Color me Rich is an apt title for the book. The atrocities of present time can always excite the want of materialistic wants. No one can be blamed, that’s how the world works. It was interesting to see how the title fits in the picture. Extra points for such pick by the author. It’s always appreciable to have a title which is not a phrase from the book but is something more meaningful.



The glittering cover shows the extravaganza that is going to cast its spell on the reader. But was it equally artistic and intelligent as the title? Umm, it’s a dilemmatic question. There are two perceptions in my mind about that. Could there be an alternative? Yes.



There were not vast number of characters. I couldn’t distinguish two completely opposite characters. Every person had some traits which were likeable and unlikeable. So, I definitely missed a strong antagonist in the story. But apart from that the people in the spotlight held the story well. There were vivid relations in between the characters, making it a complete package of emotions.

No character was overpowered or overshadowed. There was an efficiently maintained equilibrium. Apart from all, the characters worth remembering are: Pran, for his excellent companionship, Suma, for her simplicity and Zenobia for her love. A supporting character also deserves a mention here- Bollywood Aunty, for her soft heart.

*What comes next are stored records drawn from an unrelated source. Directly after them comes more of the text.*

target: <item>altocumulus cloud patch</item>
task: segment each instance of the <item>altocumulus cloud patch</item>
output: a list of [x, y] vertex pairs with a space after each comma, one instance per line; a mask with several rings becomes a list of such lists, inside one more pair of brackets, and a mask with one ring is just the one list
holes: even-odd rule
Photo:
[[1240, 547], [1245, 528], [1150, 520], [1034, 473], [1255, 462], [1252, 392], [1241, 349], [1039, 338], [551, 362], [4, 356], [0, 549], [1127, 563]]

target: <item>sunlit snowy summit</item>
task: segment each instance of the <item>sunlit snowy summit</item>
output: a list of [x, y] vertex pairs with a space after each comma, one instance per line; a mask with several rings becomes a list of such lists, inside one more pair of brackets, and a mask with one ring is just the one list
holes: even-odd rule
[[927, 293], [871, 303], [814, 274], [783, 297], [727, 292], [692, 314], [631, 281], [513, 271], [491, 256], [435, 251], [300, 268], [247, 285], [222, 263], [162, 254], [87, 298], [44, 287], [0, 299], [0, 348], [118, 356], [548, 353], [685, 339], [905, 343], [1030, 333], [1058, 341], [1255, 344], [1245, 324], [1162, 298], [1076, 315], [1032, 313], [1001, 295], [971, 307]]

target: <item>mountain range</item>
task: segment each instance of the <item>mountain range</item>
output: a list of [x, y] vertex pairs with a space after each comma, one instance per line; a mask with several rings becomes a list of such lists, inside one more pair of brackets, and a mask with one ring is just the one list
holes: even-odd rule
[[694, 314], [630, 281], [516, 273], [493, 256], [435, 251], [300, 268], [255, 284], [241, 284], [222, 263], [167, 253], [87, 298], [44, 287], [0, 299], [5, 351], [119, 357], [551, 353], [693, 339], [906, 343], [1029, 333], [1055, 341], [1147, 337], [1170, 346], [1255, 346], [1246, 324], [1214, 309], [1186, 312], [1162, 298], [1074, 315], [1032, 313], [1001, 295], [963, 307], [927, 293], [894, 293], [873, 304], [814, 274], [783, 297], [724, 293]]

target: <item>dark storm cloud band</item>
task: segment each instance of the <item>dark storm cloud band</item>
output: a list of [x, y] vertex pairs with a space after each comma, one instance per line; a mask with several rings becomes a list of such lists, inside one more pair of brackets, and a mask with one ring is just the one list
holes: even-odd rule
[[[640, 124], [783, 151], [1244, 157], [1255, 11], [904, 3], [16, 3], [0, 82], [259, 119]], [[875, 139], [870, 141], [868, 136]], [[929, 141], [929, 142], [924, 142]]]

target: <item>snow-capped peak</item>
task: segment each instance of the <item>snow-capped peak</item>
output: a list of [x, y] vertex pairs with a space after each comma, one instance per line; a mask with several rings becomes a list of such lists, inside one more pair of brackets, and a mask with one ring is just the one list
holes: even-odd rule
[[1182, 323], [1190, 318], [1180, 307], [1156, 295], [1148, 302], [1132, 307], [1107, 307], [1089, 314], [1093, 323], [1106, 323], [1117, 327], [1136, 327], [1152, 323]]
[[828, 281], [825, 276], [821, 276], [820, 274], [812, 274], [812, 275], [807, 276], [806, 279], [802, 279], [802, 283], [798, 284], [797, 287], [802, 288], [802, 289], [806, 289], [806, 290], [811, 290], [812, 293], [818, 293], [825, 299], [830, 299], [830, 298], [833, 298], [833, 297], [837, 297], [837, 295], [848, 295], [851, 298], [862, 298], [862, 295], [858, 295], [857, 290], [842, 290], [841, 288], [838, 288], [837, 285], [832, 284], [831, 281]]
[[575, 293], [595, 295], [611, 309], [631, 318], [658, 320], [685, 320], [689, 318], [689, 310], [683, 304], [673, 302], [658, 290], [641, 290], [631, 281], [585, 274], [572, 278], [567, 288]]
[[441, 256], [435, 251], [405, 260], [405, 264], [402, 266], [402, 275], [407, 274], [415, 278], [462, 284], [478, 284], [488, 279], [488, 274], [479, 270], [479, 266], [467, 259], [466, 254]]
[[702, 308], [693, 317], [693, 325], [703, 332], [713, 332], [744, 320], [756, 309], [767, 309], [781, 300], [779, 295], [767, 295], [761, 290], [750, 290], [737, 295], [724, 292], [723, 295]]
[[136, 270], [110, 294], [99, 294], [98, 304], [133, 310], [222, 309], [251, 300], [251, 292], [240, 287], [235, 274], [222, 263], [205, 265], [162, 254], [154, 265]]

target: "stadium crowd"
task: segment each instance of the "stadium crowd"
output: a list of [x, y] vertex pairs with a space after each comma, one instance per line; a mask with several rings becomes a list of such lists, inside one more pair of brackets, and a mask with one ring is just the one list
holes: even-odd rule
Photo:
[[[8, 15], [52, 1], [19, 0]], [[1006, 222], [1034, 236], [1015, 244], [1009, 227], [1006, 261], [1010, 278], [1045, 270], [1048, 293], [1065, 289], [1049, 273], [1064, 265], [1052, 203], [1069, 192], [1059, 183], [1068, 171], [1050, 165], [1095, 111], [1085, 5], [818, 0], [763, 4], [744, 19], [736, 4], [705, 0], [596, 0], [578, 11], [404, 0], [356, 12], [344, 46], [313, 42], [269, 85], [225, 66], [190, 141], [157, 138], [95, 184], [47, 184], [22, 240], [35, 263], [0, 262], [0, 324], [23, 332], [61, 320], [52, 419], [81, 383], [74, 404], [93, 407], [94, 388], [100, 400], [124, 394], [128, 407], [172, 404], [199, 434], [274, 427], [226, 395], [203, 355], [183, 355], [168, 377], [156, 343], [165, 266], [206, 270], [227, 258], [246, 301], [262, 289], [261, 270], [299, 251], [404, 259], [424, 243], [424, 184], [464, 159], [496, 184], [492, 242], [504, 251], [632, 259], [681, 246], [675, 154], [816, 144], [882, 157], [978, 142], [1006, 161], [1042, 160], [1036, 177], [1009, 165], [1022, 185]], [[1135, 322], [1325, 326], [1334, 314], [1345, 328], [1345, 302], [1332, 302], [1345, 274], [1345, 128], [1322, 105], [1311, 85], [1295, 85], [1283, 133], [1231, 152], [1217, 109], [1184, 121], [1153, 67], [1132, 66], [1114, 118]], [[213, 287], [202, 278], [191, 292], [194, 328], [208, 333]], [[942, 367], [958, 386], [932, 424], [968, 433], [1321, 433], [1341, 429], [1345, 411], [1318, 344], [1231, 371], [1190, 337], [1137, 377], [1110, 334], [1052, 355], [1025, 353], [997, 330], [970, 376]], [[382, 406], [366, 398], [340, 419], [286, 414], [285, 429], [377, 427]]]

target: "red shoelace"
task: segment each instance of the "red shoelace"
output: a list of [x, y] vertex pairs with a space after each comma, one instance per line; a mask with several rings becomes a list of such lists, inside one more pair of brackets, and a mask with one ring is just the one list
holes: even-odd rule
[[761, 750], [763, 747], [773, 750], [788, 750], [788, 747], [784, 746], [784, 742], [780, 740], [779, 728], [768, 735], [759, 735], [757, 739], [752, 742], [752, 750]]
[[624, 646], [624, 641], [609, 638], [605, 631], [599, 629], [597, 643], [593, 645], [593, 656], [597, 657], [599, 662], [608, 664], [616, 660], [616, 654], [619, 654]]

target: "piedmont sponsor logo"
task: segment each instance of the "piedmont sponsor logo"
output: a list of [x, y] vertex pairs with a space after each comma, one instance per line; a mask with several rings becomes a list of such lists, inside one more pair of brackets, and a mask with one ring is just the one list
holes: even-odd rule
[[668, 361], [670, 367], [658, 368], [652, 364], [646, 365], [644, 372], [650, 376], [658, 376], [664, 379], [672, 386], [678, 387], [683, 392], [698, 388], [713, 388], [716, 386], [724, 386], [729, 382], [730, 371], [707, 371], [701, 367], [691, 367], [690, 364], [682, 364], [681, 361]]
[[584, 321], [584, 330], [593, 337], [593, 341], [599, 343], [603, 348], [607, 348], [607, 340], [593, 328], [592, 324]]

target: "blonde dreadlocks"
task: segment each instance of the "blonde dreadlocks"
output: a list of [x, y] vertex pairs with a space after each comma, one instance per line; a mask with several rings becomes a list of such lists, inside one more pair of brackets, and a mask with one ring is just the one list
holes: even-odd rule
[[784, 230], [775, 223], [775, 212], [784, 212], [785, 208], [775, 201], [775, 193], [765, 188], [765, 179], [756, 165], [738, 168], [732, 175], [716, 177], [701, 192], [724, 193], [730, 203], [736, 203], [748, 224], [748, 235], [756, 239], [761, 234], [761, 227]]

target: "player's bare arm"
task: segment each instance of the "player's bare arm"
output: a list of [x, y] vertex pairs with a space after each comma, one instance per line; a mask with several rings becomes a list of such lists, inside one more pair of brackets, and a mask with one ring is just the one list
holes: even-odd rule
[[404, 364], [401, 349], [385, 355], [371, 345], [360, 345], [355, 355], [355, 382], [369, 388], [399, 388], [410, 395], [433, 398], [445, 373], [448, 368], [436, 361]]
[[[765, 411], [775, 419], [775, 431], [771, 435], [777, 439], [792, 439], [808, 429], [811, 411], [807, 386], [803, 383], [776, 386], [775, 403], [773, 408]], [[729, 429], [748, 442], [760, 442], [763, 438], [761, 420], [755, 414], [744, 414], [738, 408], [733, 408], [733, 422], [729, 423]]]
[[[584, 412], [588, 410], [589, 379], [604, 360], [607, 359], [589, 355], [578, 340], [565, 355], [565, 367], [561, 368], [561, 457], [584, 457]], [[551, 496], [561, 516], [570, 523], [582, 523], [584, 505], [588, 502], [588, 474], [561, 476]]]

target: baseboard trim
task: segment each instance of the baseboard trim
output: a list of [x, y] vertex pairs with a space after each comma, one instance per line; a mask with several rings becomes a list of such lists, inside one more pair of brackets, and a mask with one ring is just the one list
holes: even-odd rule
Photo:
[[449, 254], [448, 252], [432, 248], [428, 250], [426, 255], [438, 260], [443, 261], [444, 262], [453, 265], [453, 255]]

The narration being in third person worked fine for the book. If there were no loop holes then there were also no extra-ordinary jerks. But simplicity is not bad after all. The narration and negligible errors made the reading experience serene. No hitches, no breaks. The switches in scenes were clear and thus there was no confusion because of that. The perfect blend of “Yesterday” and “Today” allow you to peep in the past and present without forgetting the hardships and any such important incident.



Color me rich is promising from the very start. The way the story opens is quite relaxing and hurtful. The dark side is revealed first and a novel opening with a shadow, always catches attention. Akash shows the real face of our youth, shining in the backstage due to unavailable assets. The incidents cross your vision quite hurriedly. It could have been a little under control.

The starting takes off in fourth gear but the middle is rather bleak. There was a total change of mood in the next few chapters. The darker shadow was shown some light but it didn’t work quite well. More suspense and newness was required, just like the start. It lacked the emotional/mental connection. There were no butterflies flying in the stomach and no queries in mind.

However, the trend changed when the end was approaching. The regular reading is interrupted by some scintillating turns. What is expected from a book? Some lessons and memories that remain in the brain with the name of the book. The end had that strength in it. You are taken aback in a jiffy. And your mouth curls up in a sense of shock. It was a relief to read something of that order.

Color me Rich had enough places that needed double reading to know the real sense behind it. Though it was a quick read but still it had troughs and crests. The story was a perfect blend of emotions, desires and psychological advancements. The writing of Mohan sir was simple and to the point which enhances the beauty of the book. His hard work in making a spicy story can be seen throughout. All in all, a worthy read.



· “Hunger is good for an artist.”

· “When you are successful, you write the rules.”

· “It was as if he had never drawn in his life.”



The simplicity of the book was the big turn on. It made it a quick read. There was no hard vocabulary to stop you. The focus was only on story. No attempt the author made to shift one’s attention. The book showed the dark side of an industry, the hardships and the trump card required to move ahead in the world.



The major issue with the book was in its super fast movement. The story shows one part and then suddenly scene changes. It became hard to indulge completely in one scene. There was a need of more emotions. At some places things hurried, where there was a need of a long dive, the curtains dropped quickly. That’s the only drawback of the book.



Eager to know the reality checks of art industries? Color me rich can be a nice pick in terms of drama and a high profile story.